El vestuario que ocupó el Hércules en el Camp Nou fue una fiesta. Quique Hernández, el técnico del Hércules, fue muy elocuente cuando se le repasaron los datos con los que llegaba su equipo a Barcelona, nueve derrotas en sus nueve salidas en las que había sumado seis goles y había encajado 25: "Esta estadística era como para quedarnos en casa y preparar el partido contra el Valladolid [próximo rival del Hércules]. Pero hemos demostrado que, aunque respetando a todo el mundo, podemos puntuar en cualquier campo".El técnico del Hércules, confía ahora en que la gesta lograda ayer por su equipo sirva como trampolín de cara a lo que resta de campeonato: "Ganar en Barcelona debe suponer que vayamos adquiriendo la confianza que necesitábamos, sabiendo que aún queda mucha Liga".

Hernández admitió que para ganar en el Camp Nou tuvieron que cumplirse varios condicionantes que resultaron difíciles de poner en práctica en los primeros momentos del encuentro, cuando el Barcelona desarrolló su mejor fútbol y se colocó con dos goles de ventaja: "Necesitábamos mucha suerte, llegar con efectividad y que ellos tuvieran un mal día". El entrenador blanquiazul describió de forma somera las situaciones por las que pasó su equipo: "Con 2-0 era difícil que el Barca nos dejara escapar vivos.
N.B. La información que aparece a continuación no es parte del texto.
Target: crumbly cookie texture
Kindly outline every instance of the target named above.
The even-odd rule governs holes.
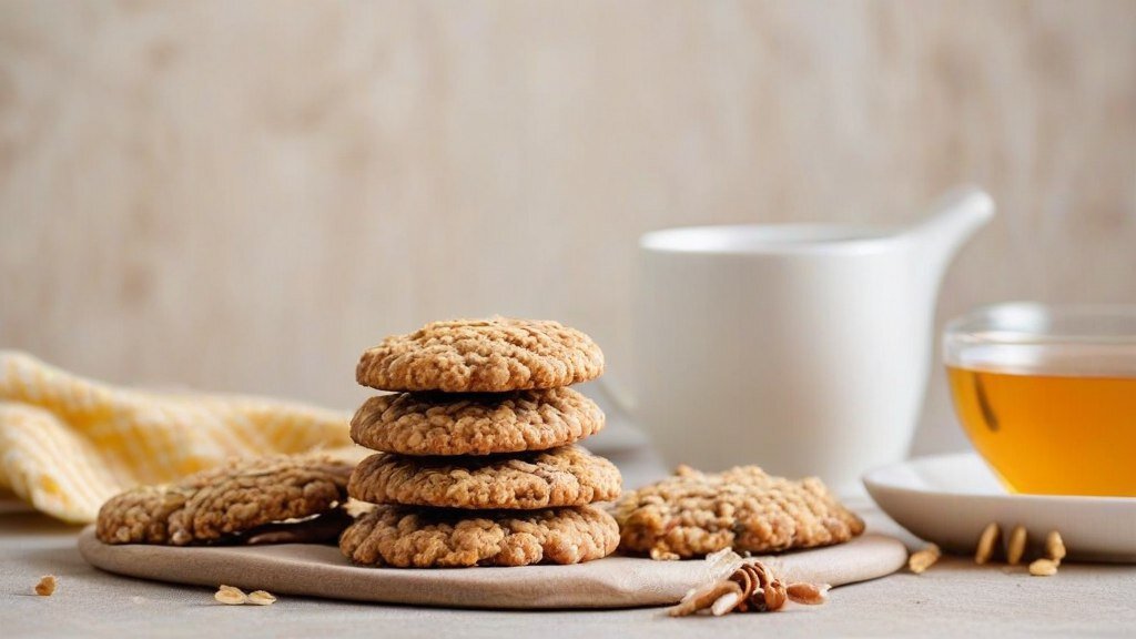
[[[402,455],[545,450],[603,429],[594,401],[567,388],[509,393],[412,392],[371,397],[351,418],[351,439]]]
[[[185,546],[303,520],[346,501],[351,470],[315,455],[229,462],[176,484],[112,497],[99,511],[95,536],[106,543]]]
[[[594,506],[486,511],[377,506],[340,538],[357,564],[395,567],[577,564],[605,557],[619,526]]]
[[[603,352],[580,331],[494,317],[391,335],[362,354],[356,379],[379,390],[503,392],[566,387],[602,373]]]
[[[816,478],[791,481],[758,466],[675,476],[625,493],[616,506],[620,548],[696,557],[733,548],[772,553],[847,541],[863,522]]]
[[[619,497],[615,464],[578,446],[518,457],[403,457],[379,453],[356,467],[353,499],[449,508],[536,509]]]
Nos hemos replegado para buscar la posesión del balón y capear el temporal. Pero el 2-2 ha sido un mazazo para ellos".

Festejo en Alicante

Tanto el técnico como sus jugadores supieron a través de diferentes medios informativos que la céntrica Plaza de los Luceros de Alicante se llenó con más de 1.500 personas para festejar la victoria. "Tenemos una afición increíble que no nos ha abandonado nunca ni siquiera cuando íbamos últimos. Tenemos una deuda con ella". El equipo alicantino se quedará en Cataluña para afrontar el partido de Copa que debe jugar contra el Lleida.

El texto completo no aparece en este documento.